|Title:||Recombinant nanobodies as cheap and customizable reagents for unicellular algae detection|
|Authors:||Mazzega, Elisa (Author)|
De Marco, Ario (Author)
Cabrini, Marina (Author)
Beran, Alfred (Author)
|Files:||This document has no files. This document may have a phisical copy in the library of the organization, check the status via COBISS. |
|Work type:||Not categorized (r6)|
|Tipology:||1.12 - Published Scientific Conference Contribution Abstract|
|Organization:||UNG - University of Nova Gorica|
|Abstract:||At the present, the identification of planktonic species in coastal water mainly relies on light microscopy
observations. This kind of analyses is performed by highly trained personnel, requires lab equipment and long
processing time. High-throughput and easy-to-perform methods are instead highly needed for routine costal and
ballast water monitoring.
Immuno-reagents are widely employed in the medical field for routine diagnostics, where they provide the necessary
sensitivity and specificity, as for example for cancer subtype characterization. Reagents of similar grade are so far not
widely available for both diagnostics and basic research of microalgae. We describe the first successful isolation of a
single-domain antibody (nanobody or VHH) from a pre-immune library, its engineering into application-ready
reagents, and its inexpensive production as recombinant fusion protein.

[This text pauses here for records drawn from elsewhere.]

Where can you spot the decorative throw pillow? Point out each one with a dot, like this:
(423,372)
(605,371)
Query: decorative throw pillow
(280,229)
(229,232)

Alexandrium minutum was chosen as a model organism to test the feasibility of the procedure. The procedure foresees
the panning of a pre-immune phage library of VHHs that was used for in vitro selection against directly the target cells.
Monoclonal nanobodies specific for A. minutum cells were identified and optimized for recombinant production as
fusion with fluorescent proteins in bacterial hosts. Such fluorescently-tagged VHHs were validated by
immunofluorescence and cytofluorimetry for their selectivity by testing unicellular algal species that can be found in
the same environment of A. minutum. Two nanobodies were found to be highly specific for the target cells, were able
to bind also cysts of A. minutum and they gave no cross-reaction, even for a not-toxic strain of the closely related A.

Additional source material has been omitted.